By dint of too much at one time and the liquor on top of it I went fairly dead inside and so managed to just turn and go. I left.

I went downstairs and if nothing else was going to stay whole I’d do just the little bit I could do for sanity and get down to the Duncan building. Stop those lousy runs of pressings, stop that lousy run on my pocket, send the masters back, close the shop, take a break, let the time move over a little. I walked all the way down, for the exercise, and made up a song which had a rhyme and didn’t need reason. It went: The reason I’m partial to strippers, is because they look dressed in slippers. There was more, but it didn’t rhyme.

I went to the parking lot, found my car, got my keys out of my pocket.

“And now give it to me.”

He was polite enough, so I gave them to Folsom. Also Franklin was standing behind me, big enough. Then we all drove off in my car, Folsom the chauffeur, and I sat in the back and had another drink.

Chapter 18

W
alter Lippit had a pretty place out in the country. We have country with hills, with woods, with fields, and with lakes. Lippit, because of enough money, had all of this. The house wasn’t big but sat pretty. All the landscapes came together where he had built it and the lake came even close enough to make shiny patterns on the living room ceiling.

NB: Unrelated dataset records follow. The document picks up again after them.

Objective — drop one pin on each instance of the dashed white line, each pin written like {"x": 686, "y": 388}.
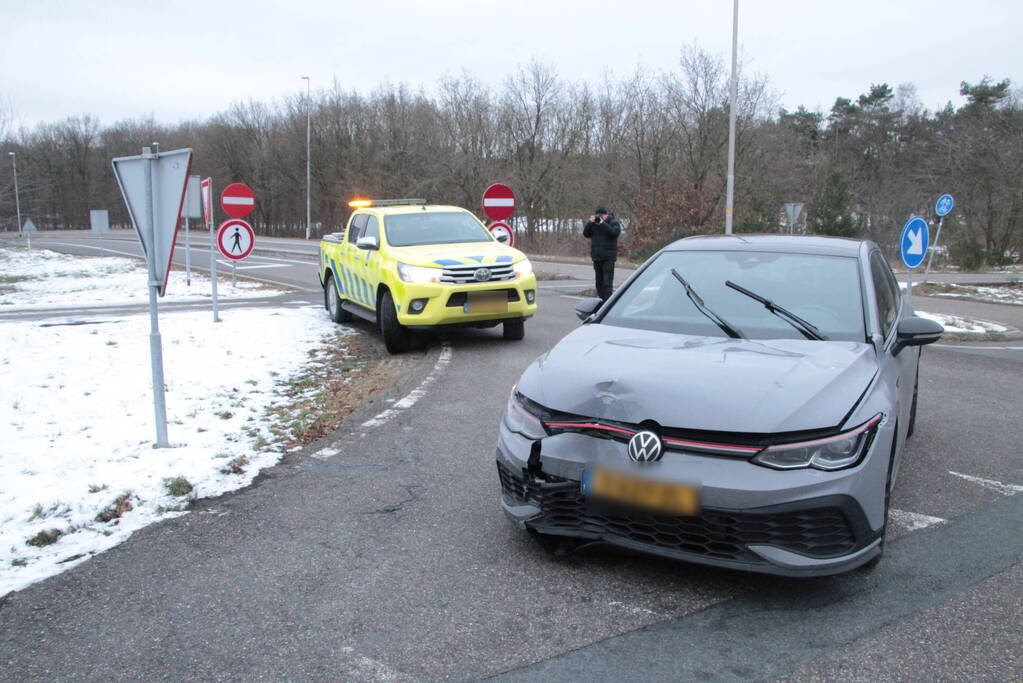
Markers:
{"x": 413, "y": 397}
{"x": 367, "y": 669}
{"x": 991, "y": 485}
{"x": 914, "y": 520}
{"x": 635, "y": 609}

I sat with the view of the lake and a hill. I might have had the view with the fields or the woods, except Folsom and Franklin had decided it this way. No difference to me. I sat in the room with the chintz and the pine paneling, and my closest friend was the bottle I held.

The light patterns on the ceiling were getting independent. Folsom and Franklin were in the same room, but I didn’t want anything from them. I just sat.

“Watch him,” said Folsom.

“He’s drunk,” said Franklin.

Folsom came around to the front of the chair and stood looking at me. Then he slapped my face.

“Yeah. He’s drunk.”

I kept sitting.

Franklin went to look out of the big window and looked bloated against all that light. And peaceful, I should think. He was feeling all right.

Folsom went into the next room—woods view from that one—and maybe was reading the paperbacks. Lippit had a library there. Nothing but paperbacks, in case it rained over the weekend.

The patterns on the ceiling were like cold water all over.

He wasn’t reading in there. He was on the phone. He was muttering and cackling at the country exchange but they only listen in on connections which have been completed. Before that happened, it took a while. Leisure. All is slow leisure and country-type pleasure, and the reason I would marry a stripper, she’d look good in even
one
slipper—

Now the ceiling moved, and not the patterns.

I looked away from there and listened. I even put the bottle down. Spill on the rug, if you want, but not on my pants.

“Yeah. No. I’m not in town. No.”

That was clear enough, and true to boot.

“It comes off like we said. Yessir, like we said.”

Maybe he meant my head? Where would I then have the hangover? In thin air?